Security

last person joined: 7 hours ago 

Forum to discuss Enterprise security using HPE Aruba Networking NAC solutions (ClearPass), Introspect, VIA, 360 Security Exchange, Extensions, and Policy Enforcement Firewall (PEF).
Back to discussions
Expand all | Collapse all

Override OCSP URL from Client

This thread has been viewed 4 times

  • 1.  Override OCSP URL from Client

    Posted Jan 04, 2016 11:34 AM

    1) if i do include ocsp url in the client cert, is the oscp request sent out by client or the clearpass? 

    2) if i do not include ocsp url in the client cert, instead i overwrite oscp url from client in the authentication method; is the oscp request sent out by client or the clearpass?
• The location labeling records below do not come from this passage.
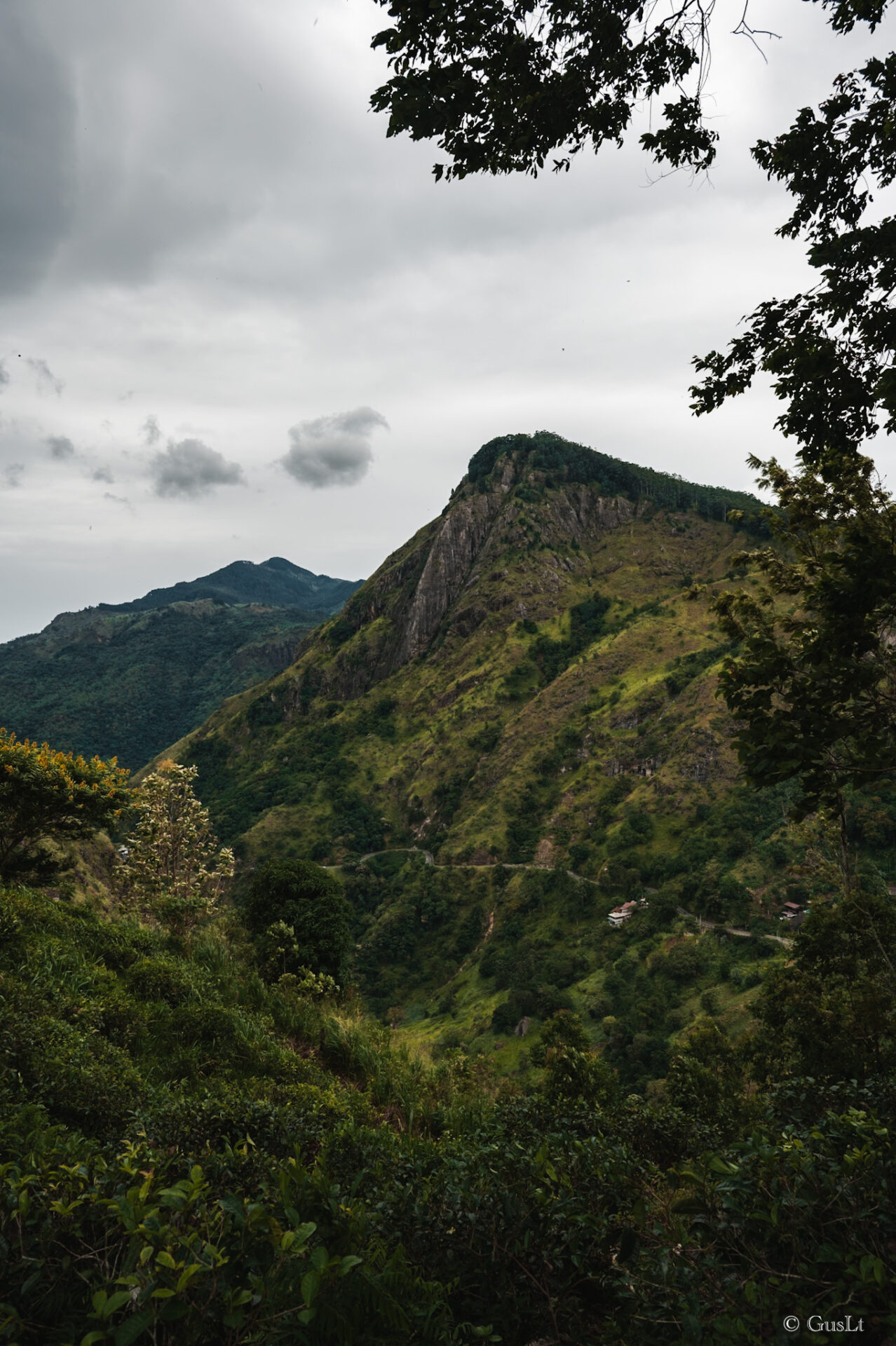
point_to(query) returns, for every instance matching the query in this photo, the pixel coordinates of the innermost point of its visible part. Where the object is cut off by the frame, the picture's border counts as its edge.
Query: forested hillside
(121, 680)
(430, 1092)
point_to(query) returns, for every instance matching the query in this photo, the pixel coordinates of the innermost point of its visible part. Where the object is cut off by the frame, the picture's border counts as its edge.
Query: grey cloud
(60, 446)
(332, 450)
(36, 149)
(190, 468)
(151, 431)
(45, 379)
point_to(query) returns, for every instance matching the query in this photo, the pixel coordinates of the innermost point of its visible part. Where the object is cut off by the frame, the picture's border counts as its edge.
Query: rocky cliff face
(527, 665)
(440, 578)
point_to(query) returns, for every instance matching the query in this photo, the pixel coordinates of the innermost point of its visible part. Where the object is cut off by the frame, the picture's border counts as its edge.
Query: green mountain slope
(276, 583)
(124, 680)
(525, 692)
(527, 661)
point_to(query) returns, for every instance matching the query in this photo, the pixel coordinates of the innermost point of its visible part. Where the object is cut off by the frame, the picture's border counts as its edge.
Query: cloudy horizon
(240, 322)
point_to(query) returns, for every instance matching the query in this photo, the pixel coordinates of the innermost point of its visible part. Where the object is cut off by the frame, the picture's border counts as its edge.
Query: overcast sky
(237, 322)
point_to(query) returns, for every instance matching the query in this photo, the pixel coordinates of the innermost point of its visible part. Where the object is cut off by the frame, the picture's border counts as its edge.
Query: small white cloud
(190, 468)
(149, 430)
(60, 446)
(332, 450)
(45, 379)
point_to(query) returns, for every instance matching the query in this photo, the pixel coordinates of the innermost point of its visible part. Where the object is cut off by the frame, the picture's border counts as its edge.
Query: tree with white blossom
(174, 870)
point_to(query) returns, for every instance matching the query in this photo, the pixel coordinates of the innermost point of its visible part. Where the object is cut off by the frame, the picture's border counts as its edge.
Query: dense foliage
(189, 1154)
(48, 796)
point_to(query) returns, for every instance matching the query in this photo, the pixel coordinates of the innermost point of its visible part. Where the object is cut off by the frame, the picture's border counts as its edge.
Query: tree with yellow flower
(51, 796)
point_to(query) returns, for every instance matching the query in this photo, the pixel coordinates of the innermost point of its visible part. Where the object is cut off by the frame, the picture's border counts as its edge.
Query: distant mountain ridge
(124, 679)
(275, 582)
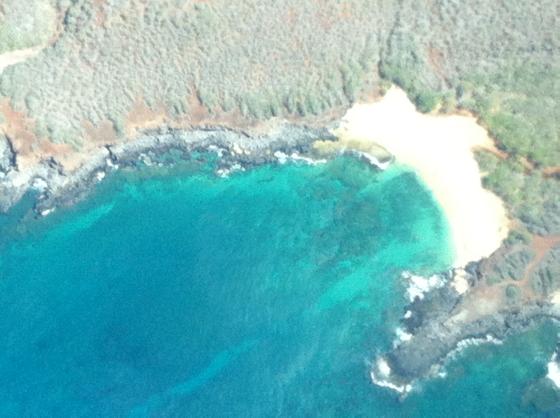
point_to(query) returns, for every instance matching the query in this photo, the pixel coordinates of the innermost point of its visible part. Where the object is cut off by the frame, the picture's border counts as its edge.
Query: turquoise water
(265, 294)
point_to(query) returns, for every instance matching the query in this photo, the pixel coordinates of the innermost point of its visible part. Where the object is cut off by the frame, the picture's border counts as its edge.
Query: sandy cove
(439, 148)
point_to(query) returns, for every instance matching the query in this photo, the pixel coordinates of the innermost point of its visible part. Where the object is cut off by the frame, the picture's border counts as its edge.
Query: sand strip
(439, 149)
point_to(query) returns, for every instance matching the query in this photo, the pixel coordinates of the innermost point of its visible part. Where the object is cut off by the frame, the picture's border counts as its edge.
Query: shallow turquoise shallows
(264, 294)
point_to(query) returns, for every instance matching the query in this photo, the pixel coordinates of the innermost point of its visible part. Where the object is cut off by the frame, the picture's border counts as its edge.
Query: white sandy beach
(439, 148)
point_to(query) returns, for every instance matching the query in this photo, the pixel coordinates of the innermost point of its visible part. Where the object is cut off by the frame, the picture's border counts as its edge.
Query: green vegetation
(25, 23)
(513, 294)
(546, 279)
(499, 60)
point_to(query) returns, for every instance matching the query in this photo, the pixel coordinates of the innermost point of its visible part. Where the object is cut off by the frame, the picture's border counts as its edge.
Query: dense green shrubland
(500, 60)
(25, 23)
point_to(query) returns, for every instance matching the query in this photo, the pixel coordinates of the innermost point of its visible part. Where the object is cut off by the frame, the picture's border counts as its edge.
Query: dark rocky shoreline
(239, 149)
(436, 331)
(431, 321)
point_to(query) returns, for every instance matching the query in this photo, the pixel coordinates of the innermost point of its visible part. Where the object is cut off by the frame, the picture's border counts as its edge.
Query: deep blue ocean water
(267, 293)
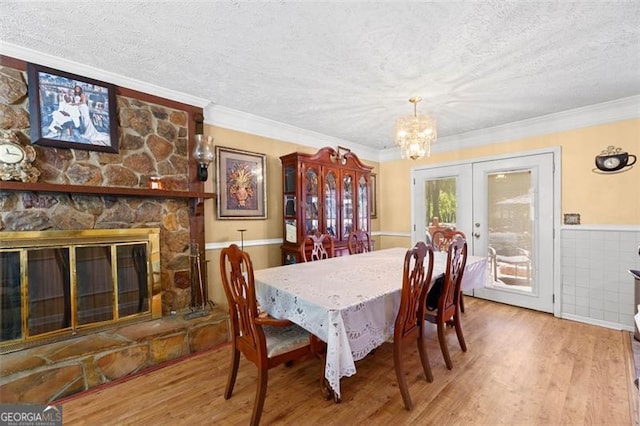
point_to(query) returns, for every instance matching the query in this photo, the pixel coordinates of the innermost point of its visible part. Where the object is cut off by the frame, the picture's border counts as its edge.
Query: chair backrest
(316, 247)
(441, 239)
(456, 261)
(236, 270)
(415, 283)
(359, 242)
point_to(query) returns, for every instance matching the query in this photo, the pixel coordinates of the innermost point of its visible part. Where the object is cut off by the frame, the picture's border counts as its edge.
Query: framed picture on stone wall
(241, 184)
(70, 111)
  • 2.  RE: Override OCSP URL from Client

    EMPLOYEE
    Posted Jan 04, 2016 11:36 AM

    1.  Clearpass

    2.  Clearpass determines (a) If there is an OCSP request (b) If it will choose the client's URL or (c) If it will choose its own..

     

    EAP-TLS clients do not have an ip address until they authenticate, so that traffic cannot come from the client....



  • 3.  RE: Override OCSP URL from Client
    Best Answer

    EMPLOYEE
    Posted Jan 04, 2016 11:37 AM

    OCSP for EAP-TLS is between the RADIUS server and the CA in all cases.



  • 4.  RE: Override OCSP URL from Client

    Posted Jan 04, 2016 12:39 PM

    lets say i have a cluster of CP with different zone (Zone A,B) and i use onboard CA (ZoneA), i will need to allow from zone B data port ip for to zone A OSCP url port 80??